Q: When I wrote my mother’s obit several years ago, the expression “we mourn her loss” stopped me, since the loss was ours, not hers. The usage doesn’t make logical sense, but I’m assuming it’s idiomatic and correct. Can you advise?
A: In a usage such as “we mourn her loss,” the pronoun “her” is a genitive adjective, not a possessive.
As we’ve written several times on our blog, the term “genitive” is much broader and includes many categories in addition to possession. So while a genitive construction may look possessive, it doesn’t necessarily imply ownership.
A genitive adjective—whether a pronoun or noun with an apostrophe—can indicate a wide range of relationships, including possession (“the boy’s jacket”); source or origin (“the family’s history”); date (“Wednesday’s mashed potatoes”); type or description (“a women’s college”); part (“the car’s engine”); measure (“a night’s sleep”); duration (“three years’ experience,” “a day’s drive”); or other close association (“a summer’s day,” “a doctor’s appointment,” “his death”).
In the case of “we mourn his loss,” the phrase “his loss,” like “his death,” expresses something associated with him.
Often genitive relationships can be expressed with “of” instead of an apostrophe or a pronoun that looks possessive. For instance, “the history of the family,” “the engine of the car,” “a night of sleep,” “three years of experience,” “a day of summer,” “the loss of him.”
As the Oxford English Dictionary explains in its entry on “his” used in genitive constructions: “In some cases the objective genitive is expressed periphrastically by of him (e.g. ‘his defence, I mean your defence of him, was well conducted’).”
In its entry for the noun “loss,” the OED includes a sense that’s been around since the early 15th century: “The being deprived by death, separation, or estrangement, of (a friend, relative, servant, or the like).” The OED adds that in context, “loss” often means “the death (of a person regretted).”
So this sense of “loss” is used in two ways. The “loss” can be associated with either the survivors (“Frank’s widow still mourns her loss”) or the dead (“Frank’s widow still mourns his loss”). Both of those are genitive constructions, but here we’ll concern ourselves with the second kind, in which “his loss” means “the loss of him” (that is, “his death”).
Most of the OED’s examples for this use of “loss” are genitive constructions with “of.” This is the earliest: “For los of frendes or of any þynge [thing].” From Instructions to Parish Priests, by John Myrc (also known as John of Lilleshall), probably written before 1420.
And here’s a mid-17th-century “loss of” example: “Ther be many sad hearts for the losse of my Lord Robert Digby.” From James Howell’s Epistolæ Ho-elianæ, Familiar Letters Domestic and Forren (1645).
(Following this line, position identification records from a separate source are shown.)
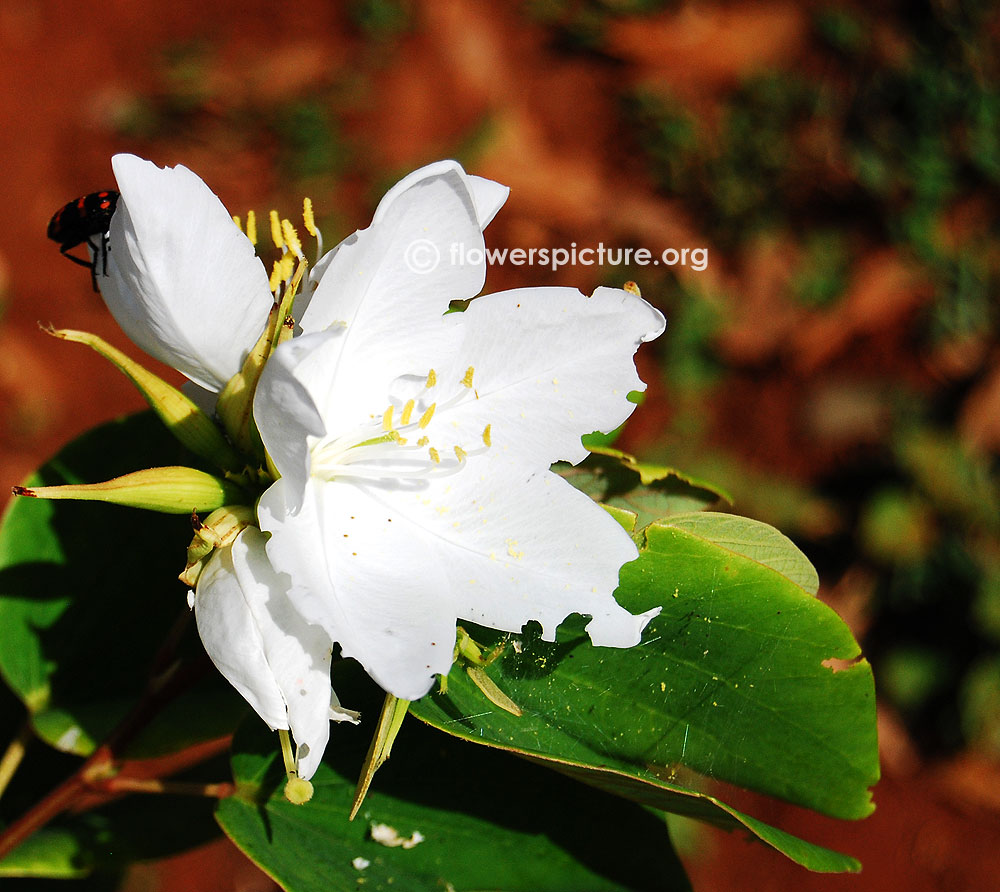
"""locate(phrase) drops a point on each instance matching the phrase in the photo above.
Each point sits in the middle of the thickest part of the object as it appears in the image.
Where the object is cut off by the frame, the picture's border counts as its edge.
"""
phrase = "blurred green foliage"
(884, 133)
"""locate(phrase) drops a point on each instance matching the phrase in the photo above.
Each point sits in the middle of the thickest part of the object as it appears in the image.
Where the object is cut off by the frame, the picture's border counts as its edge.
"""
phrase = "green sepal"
(194, 429)
(172, 490)
(389, 722)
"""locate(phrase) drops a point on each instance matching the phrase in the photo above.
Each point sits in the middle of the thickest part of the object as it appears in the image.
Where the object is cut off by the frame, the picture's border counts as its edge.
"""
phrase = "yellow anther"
(291, 237)
(307, 217)
(275, 276)
(276, 230)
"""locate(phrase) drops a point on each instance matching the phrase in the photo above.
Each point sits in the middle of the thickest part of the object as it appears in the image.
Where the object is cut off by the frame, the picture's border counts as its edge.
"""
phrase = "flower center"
(408, 441)
(285, 239)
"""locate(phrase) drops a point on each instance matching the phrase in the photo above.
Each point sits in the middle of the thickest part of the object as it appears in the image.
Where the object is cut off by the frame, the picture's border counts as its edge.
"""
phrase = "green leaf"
(136, 828)
(77, 633)
(51, 852)
(487, 822)
(729, 682)
(646, 492)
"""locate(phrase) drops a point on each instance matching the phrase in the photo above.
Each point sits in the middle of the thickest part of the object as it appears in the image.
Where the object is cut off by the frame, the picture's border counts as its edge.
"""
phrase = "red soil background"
(75, 82)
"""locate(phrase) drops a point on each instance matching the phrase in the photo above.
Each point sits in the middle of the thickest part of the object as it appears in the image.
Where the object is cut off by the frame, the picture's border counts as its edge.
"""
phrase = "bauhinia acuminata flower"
(410, 448)
(414, 496)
Epistolæ Ho-elianæ is also a genitive construction and means “Letters of Howell” in Latin.
This OED example shows “loss” modified by the pronoun “whose”: “[Died] John Case Browne, esq. whose loss will be severely felt … by the whole neighbourhood.” From a death notice in the Monthly Magazine, London, June 1798.
Elsewhere in the dictionary there are other examples, from the 18th century onward, of “loss” modified by pronouns that look like possessives (“her loss,” “his loss,” “their loss”). But in these cases, the pronouns refer to the dead, and the constructions are genitive rather than strictly possessive:
“But Posterity will do Her Justice, and perhaps the present Age may live to regret Her Loss.” A reference to the late Queen Anne in “English Advice, to the Freeholders of England” (1714), a political tract by Francis Atterbury, Bishop of Rochester.
“His Adventures gave Life and Subsistency to the Colony, and his Loss was their Ruin and Destruction.” A reference to the death of Capt. John Smith, from The History of the First Discovery and Settlement of Virginia (1747), by William Stith.
“Though motherless, though worse than fatherless, bereft from infancy of the two first and greatest blessings of life, never has she had cause to deplore their loss.” A reference to the orphaned heroine’s parents in Fanny Burney’s novel Evelina (1778).
We’ll end with an example from Tennyson’s “Ode on the Death of the Duke of Wellington” (1852): “Let the bell be toll’d … / And the volleying cannon thunder his loss.”